Practice contracting your gluteal muscles.

Yes, indeed. If the posterior pelvic tilt technique doesn’t yield satisfactory results, give this a try. “Instead of ‘thrusting’ your hips forward and ‘tucking’ the tailbone, you should practice activating your glutes through an isometric contraction,” advises Timothy Lyman, a certified personal trainer and the director of training programs at Fleet Feet Pittsburgh. “Think about ‘squeezing’ or ‘clenching’ your buttocks together, while keeping your hips stationary. By isometrically contracting the glutes at the top of a squat or deadlift, you will effectively target your glutes, engage your core, and maintain level hips and a secure, neutral position for your spine.”

Master the technique of bracing your core.

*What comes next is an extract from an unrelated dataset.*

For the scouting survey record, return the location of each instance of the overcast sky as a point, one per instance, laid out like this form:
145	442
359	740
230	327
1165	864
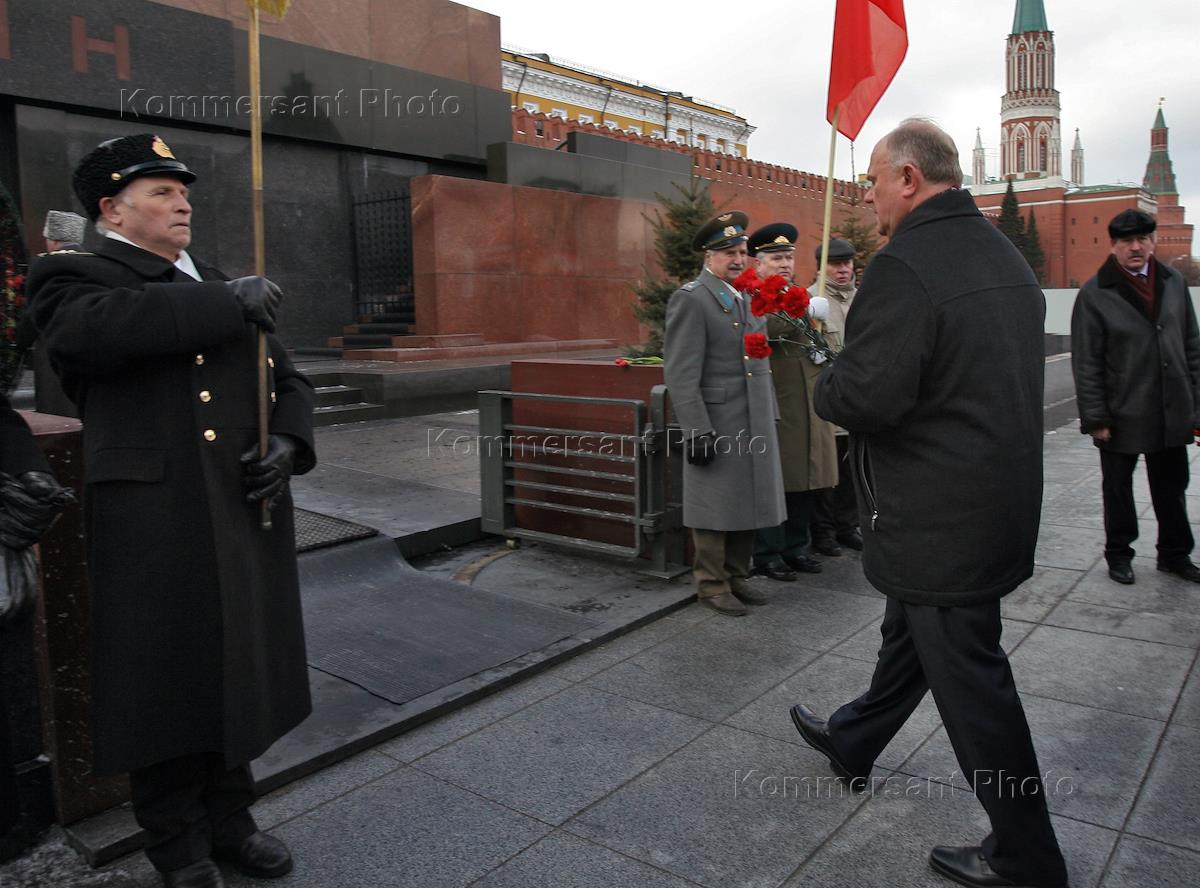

If you keep your core stable and immobile during either lift, thrusting your hips forward will become impossible. Here’s how to do it:

  • At the beginning of each repetition, take a deep breath, expanding your belly with a diaphragmatic breath.
  • Then, while holding your breath, retract your navel toward your spine, tensing your abdominal muscles.
  • Do not exhale until you have completed the repetition.
  • Before commencing the next repetition, take another diaphragmatic breath.
    • This is the most effective way to prevent harm when lifting substantial weights because it prevents you from collapsing forward and placing excessive strain on your lower back,” asserts Pignataro.

    Keep it manageable.

    Until you have organized your lifts, there is one guideline to abide by: “Without a doubt, decrease the weight you are utilizing and focus on technique first!” suggests Gabrielle Fundaro, Ph.D., ACE certified health coach, and ISSN sports nutritionist. Not only does correct technique diminish the risk of harm, but it may also prevent your training from stagnating and allow you to lift even heavier. Speaking of which, you may want to catch up on how progressive overload can expedite your workout results.